Plus de 100 vaccins possibles sont en cours de développement, dont au moins quatre dans les essais humains de phase 3, selon les données de l’OMS.
Le nombre de cas confirmés de coronavirus autour du le monde a atteint 20 millions, les experts estiment que le chiffre réel est beaucoup plus élevé.
La Russie compte près de 800 000 cas confirmés de COVID-19 et plus de 15 000 décès.
Analyse: le vaccin russe n’est pas seulement non prouvé – il pourrait coûter des vies à terme
Par Thomas Moore, correspondant scientifique
À première vue, l’annonce du président Poutine selon laquelle la Russie a enregistré le premier vaccin contre le COVID-19 devrait être largement célébrée.
Laisse-moi faire éclater ton ballon.
Nous en savons très peu sur le vaccin.
Il est répertorié par l’Organisation mondiale de la santé sous le nom de code « Gam-COVID-vac », fabriqué par l’Institut de recherche Gamaleya à Moscou.
Il est basé sur une forme modifiée de l’adénovirus, qui provoque le rhume.
Et il vient de terminer une étude de phase 1 chez 38 personnes – c’est un essai pour évaluer s’il a des effets secondaires majeurs et s’il produit une bonne réponse immunitaire.
Aucune donnée n’a été publiée – contrairement à d’autres vaccins expérimentaux au Royaume-Uni, aux États-Unis et en Chine.

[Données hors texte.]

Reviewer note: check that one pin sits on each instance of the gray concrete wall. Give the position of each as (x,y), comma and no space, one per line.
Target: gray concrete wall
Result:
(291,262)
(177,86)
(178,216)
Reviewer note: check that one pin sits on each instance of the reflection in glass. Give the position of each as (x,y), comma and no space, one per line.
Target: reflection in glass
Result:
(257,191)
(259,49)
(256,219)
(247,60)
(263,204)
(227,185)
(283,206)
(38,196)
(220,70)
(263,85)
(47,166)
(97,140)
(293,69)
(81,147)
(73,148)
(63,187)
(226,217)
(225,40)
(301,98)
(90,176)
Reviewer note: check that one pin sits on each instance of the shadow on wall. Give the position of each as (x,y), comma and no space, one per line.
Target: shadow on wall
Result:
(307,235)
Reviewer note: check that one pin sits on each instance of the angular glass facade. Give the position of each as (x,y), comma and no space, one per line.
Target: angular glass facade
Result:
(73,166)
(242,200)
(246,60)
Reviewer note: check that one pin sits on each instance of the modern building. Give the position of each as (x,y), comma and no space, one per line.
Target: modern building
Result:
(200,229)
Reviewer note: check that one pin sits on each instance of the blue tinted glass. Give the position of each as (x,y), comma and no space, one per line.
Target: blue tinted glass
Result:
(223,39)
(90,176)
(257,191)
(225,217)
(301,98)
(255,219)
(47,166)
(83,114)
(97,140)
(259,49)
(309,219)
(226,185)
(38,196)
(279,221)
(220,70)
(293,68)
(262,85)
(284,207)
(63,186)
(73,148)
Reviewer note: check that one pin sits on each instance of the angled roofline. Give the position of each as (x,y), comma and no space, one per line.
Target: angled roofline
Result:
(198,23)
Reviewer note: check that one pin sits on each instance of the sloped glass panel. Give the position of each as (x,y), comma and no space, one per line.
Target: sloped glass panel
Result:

Mais le président Poutine a assuré aux ministres du gouvernement lors d’une vidéoconférence télévisée qu’une de ses filles avait reçu deux doses du vaccin.
Bien qu’elle ait d’abord eu une légère fièvre, elle va maintenant bien et a un nombre élevé d’anticorps, a-t-il déclaré.
Jusqu’ici tout va bien.
Mais c’est loin de prouver que le vaccin protège les gens contre l’infection.
Cela nécessite une étude de phase 3 impliquant plusieurs milliers de personnes sur plusieurs mois, certains ayant reçu le vaccin COVID-19 et d’autres un vaccin contre une autre maladie.
Le taux d’infection à coronavirus peut ensuite être comparé dans les deux groupes pour confirmer si le vaccin expérimental est protecteur.
Mais le vaccin russe ne commencera un essai de phase 3 que plus tard cette semaine, nous ne savons donc tout simplement pas s’il fonctionne.
Cela peut être une bizarrerie du système de réglementation russe qui permet à un vaccin d’être enregistré à un stade beaucoup plus précoce.
En Europe et aux États-Unis, les autorités voudraient toutes les données avant de les approuver pour une utilisation plus large.
De manière significative, le vaccin va être distribué à l’étranger sous le nom de « Spoutnik V », une référence, bien sûr, au premier satellite en orbite autour de la planète pendant la course spatiale il y a toutes ces décennies.
C’est une fouille en Occident, plus sur la géopolitique et la fierté nationale – une autre «première» russe – que sur une bonne science.
Est-ce que ça importe?
Eh bien, oui.
Nous savons qu’un nombre important de personnes s’inquiètent de la sécurité des vaccins COVID-19 parce qu’ils sont développés à une telle vitesse.
S’il y a des problèmes plus tardifs avec le prototype russe, il y a un risque que cela sape la confiance dans les vaccins qui ont été correctement testés.
Les gens peuvent refuser une véritable protection contre le coronavirus. Et cela pourrait coûter des vies.